I'm working on a book review for an academic journal. I won't say what journal or what the book is, because, to be blunt, the book is really bad (so far - I'm about halfway through it). In fact, it's so bad, it's making me angry.
Back in grad school, I wrote a satire called The 12-Step Program For Academic Success, spoofing the career-building behavior of some of the academics I knew. One of the steps was putting together an academic book or "volume" (because in the 90s, nobody called them books - they were all "volumes" or "works"). Part of the gag was that academic books are, generally, horribly written, and patched together from articles that the author previously published.
I didn't know then to call this behavior "duplicate publication" or "self-plagiarism," but it didn't set well, and still doesn't. Maybe a series of articles is worth binding together, and maybe that series presents a coherent line of thought, but in my opinion, the vast majority of academic books put together thus is neither.
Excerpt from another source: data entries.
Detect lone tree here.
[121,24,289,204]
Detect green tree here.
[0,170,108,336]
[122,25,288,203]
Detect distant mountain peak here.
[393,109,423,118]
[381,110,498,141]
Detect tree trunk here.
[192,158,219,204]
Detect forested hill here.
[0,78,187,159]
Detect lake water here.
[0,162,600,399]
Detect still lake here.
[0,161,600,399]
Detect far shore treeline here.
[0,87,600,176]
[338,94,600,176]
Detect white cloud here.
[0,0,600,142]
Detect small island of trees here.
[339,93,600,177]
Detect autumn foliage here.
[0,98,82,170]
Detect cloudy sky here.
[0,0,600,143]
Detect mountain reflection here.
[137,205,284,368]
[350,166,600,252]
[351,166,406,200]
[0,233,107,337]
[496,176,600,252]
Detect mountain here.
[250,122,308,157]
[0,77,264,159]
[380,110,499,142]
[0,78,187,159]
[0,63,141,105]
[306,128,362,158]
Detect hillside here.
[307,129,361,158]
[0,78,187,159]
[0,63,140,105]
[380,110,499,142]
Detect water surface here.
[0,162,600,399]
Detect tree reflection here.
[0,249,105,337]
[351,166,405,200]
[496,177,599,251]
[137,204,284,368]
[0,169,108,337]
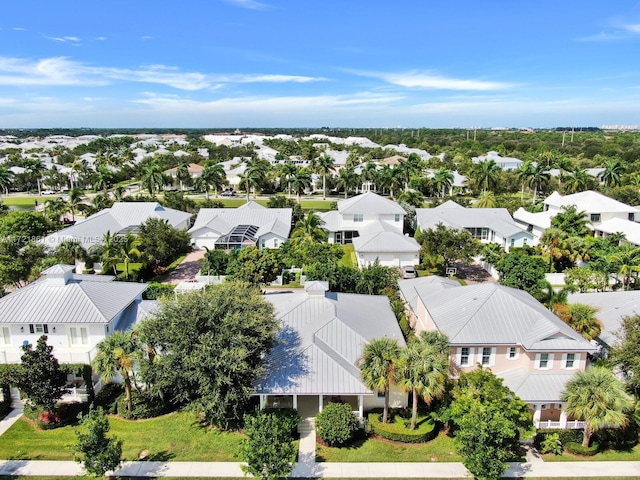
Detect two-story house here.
[399,277,596,428]
[318,192,420,267]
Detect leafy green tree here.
[420,223,482,273]
[562,366,635,447]
[137,282,280,428]
[316,402,360,447]
[395,331,449,430]
[495,252,547,297]
[92,330,140,412]
[359,338,400,423]
[242,410,296,480]
[138,218,191,266]
[450,368,532,480]
[75,408,122,477]
[17,335,67,412]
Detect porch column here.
[533,404,542,427]
[560,405,567,428]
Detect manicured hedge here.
[564,442,600,457]
[368,413,438,443]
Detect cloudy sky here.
[0,0,640,128]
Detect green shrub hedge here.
[564,442,600,457]
[368,413,438,443]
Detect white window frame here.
[0,327,11,345]
[536,352,553,370]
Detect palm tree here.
[290,166,311,203]
[291,212,327,243]
[358,337,400,423]
[473,159,502,191]
[336,168,359,199]
[433,167,454,197]
[601,158,624,190]
[92,330,139,411]
[311,153,335,200]
[140,159,167,197]
[395,331,449,430]
[562,366,635,447]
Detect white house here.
[189,202,293,250]
[416,200,533,251]
[318,192,420,267]
[0,265,157,364]
[255,281,407,418]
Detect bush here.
[316,403,360,447]
[540,433,562,455]
[564,442,600,457]
[369,412,438,443]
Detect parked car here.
[402,265,418,278]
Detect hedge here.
[564,442,600,457]
[368,413,438,443]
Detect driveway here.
[162,249,206,284]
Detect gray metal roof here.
[0,268,147,323]
[256,291,405,395]
[497,368,575,403]
[416,200,533,238]
[568,290,640,346]
[416,277,595,351]
[338,192,407,215]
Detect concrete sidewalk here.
[0,460,640,478]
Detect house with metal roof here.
[318,192,420,267]
[42,202,191,250]
[513,190,639,244]
[0,265,157,363]
[255,281,407,418]
[416,200,533,252]
[189,202,293,250]
[399,277,596,428]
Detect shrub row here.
[368,413,438,443]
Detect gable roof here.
[42,202,191,249]
[255,292,405,395]
[0,266,147,324]
[416,277,595,351]
[338,192,407,215]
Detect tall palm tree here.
[601,158,624,190]
[395,331,449,430]
[433,167,454,197]
[562,366,635,447]
[311,153,335,200]
[336,167,359,199]
[358,337,400,423]
[473,159,502,191]
[92,330,140,411]
[291,212,327,243]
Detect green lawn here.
[316,433,461,462]
[0,412,244,462]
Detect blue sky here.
[0,0,640,128]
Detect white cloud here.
[353,70,513,91]
[225,0,273,10]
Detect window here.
[0,327,11,345]
[482,347,493,367]
[537,353,553,370]
[460,347,470,367]
[69,327,89,345]
[29,323,49,333]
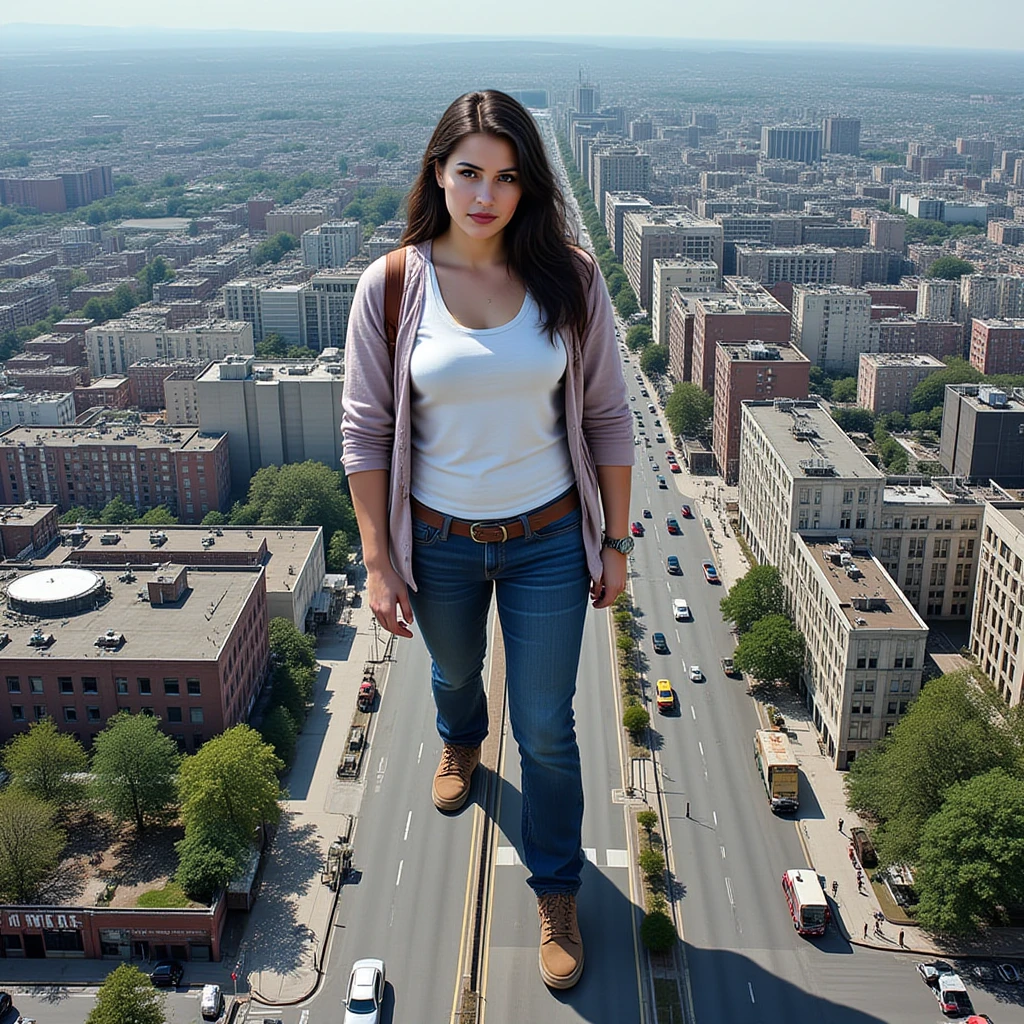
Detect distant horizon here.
[0,17,1024,56]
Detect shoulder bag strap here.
[384,246,406,367]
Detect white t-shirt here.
[410,263,574,519]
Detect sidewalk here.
[2,592,384,1006]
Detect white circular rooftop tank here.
[7,567,105,617]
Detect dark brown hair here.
[401,89,593,342]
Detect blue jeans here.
[410,499,590,895]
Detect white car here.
[344,957,384,1024]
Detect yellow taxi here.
[655,679,676,715]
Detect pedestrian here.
[341,90,634,989]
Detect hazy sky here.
[4,0,1024,51]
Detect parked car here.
[150,961,185,988]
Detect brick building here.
[0,425,230,522]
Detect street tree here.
[178,725,284,836]
[914,768,1024,935]
[3,718,89,808]
[85,964,167,1024]
[925,256,974,281]
[847,672,1022,864]
[719,565,785,633]
[0,790,67,903]
[732,614,804,683]
[92,711,180,833]
[626,324,654,352]
[665,381,715,437]
[640,344,669,377]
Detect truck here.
[754,729,800,813]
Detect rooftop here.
[743,398,884,481]
[0,565,263,663]
[797,535,928,630]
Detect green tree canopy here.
[3,718,89,807]
[925,250,974,281]
[719,565,785,633]
[847,672,1020,864]
[640,344,669,377]
[0,788,66,903]
[732,614,804,683]
[913,762,1024,935]
[665,381,715,437]
[178,725,284,837]
[626,324,654,352]
[85,964,167,1024]
[92,711,180,831]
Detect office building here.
[970,318,1024,375]
[623,207,722,309]
[712,341,811,486]
[761,125,822,164]
[302,220,362,270]
[0,425,230,522]
[939,384,1024,487]
[792,285,878,376]
[196,349,344,490]
[690,286,791,394]
[651,259,722,345]
[822,117,860,157]
[857,352,946,416]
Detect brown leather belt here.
[411,487,580,544]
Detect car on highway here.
[150,961,185,988]
[344,956,384,1024]
[995,964,1021,985]
[655,679,676,715]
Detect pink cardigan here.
[341,243,634,590]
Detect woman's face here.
[435,133,522,241]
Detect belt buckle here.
[469,522,509,544]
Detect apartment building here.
[792,285,878,376]
[650,259,722,345]
[712,340,811,485]
[857,352,946,416]
[0,425,230,522]
[623,207,722,309]
[690,278,791,394]
[196,349,344,489]
[85,314,253,376]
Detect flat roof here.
[0,565,263,665]
[797,534,928,631]
[743,398,885,481]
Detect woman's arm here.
[348,469,413,637]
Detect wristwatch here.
[601,535,633,555]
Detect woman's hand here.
[367,565,413,637]
[590,548,628,608]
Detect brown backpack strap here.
[384,246,406,367]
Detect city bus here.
[782,867,830,935]
[754,729,800,811]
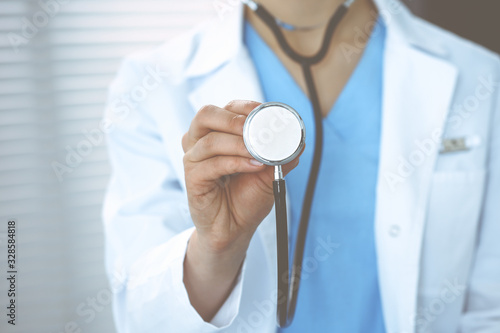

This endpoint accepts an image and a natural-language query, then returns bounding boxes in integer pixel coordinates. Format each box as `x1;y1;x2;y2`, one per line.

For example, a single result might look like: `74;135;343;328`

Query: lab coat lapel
375;10;457;333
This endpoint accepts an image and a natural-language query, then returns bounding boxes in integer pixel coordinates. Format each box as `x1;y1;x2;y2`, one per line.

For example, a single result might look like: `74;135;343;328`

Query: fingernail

The present instance is not only incoherent chapter-to-chapter, but within each chapter there are gaps or clashing themes that the author has made no real pretense of making coherent. Readers are apparently supposed to assume that it flows and makes sense.
Part of me is angry because this has been published, and I don't have a book published. (That's pretty stupid, since I haven't written a book. But envy isn't always rational.) A larger part of me is angry because I have to read it to write the review - allegedly - and I promised, and have already written nasty notes in the margin, so I can't really back out of it or follow my whim to throw the book as far away as I can. A still larger part of me is righteously angry because it's so crappy, so clear an example of crappy academic behavior, and because I can see a much better way to approach the topic and to form the arguments than this hack did.
Now, the delicate matter. If I write the review I feel the book richly deserves - a right thrashing - what happens then? What if I meet this guy sometime? What if his friend shows up at a conference where I'm presenting a paper?
I've written a couple very negative reviews of books before, but they were for the journal of the American Hegel Society, The Owl of Minerva, back in the anarchic days of the Hegel Society, when scathing, terribly nasty disputes via email discussion thread typified the prevailing ethos. (Hot damn, it was fun!) Most academic discussion, in print at least, is much more polite, and a lot of academics are thin-skinned, and some are vicious.
The topic, too, is one that attracts a lot of academics who believe themselves to be good-intentioned, but who are easily provoked. Could be some nastiness coming my way in return.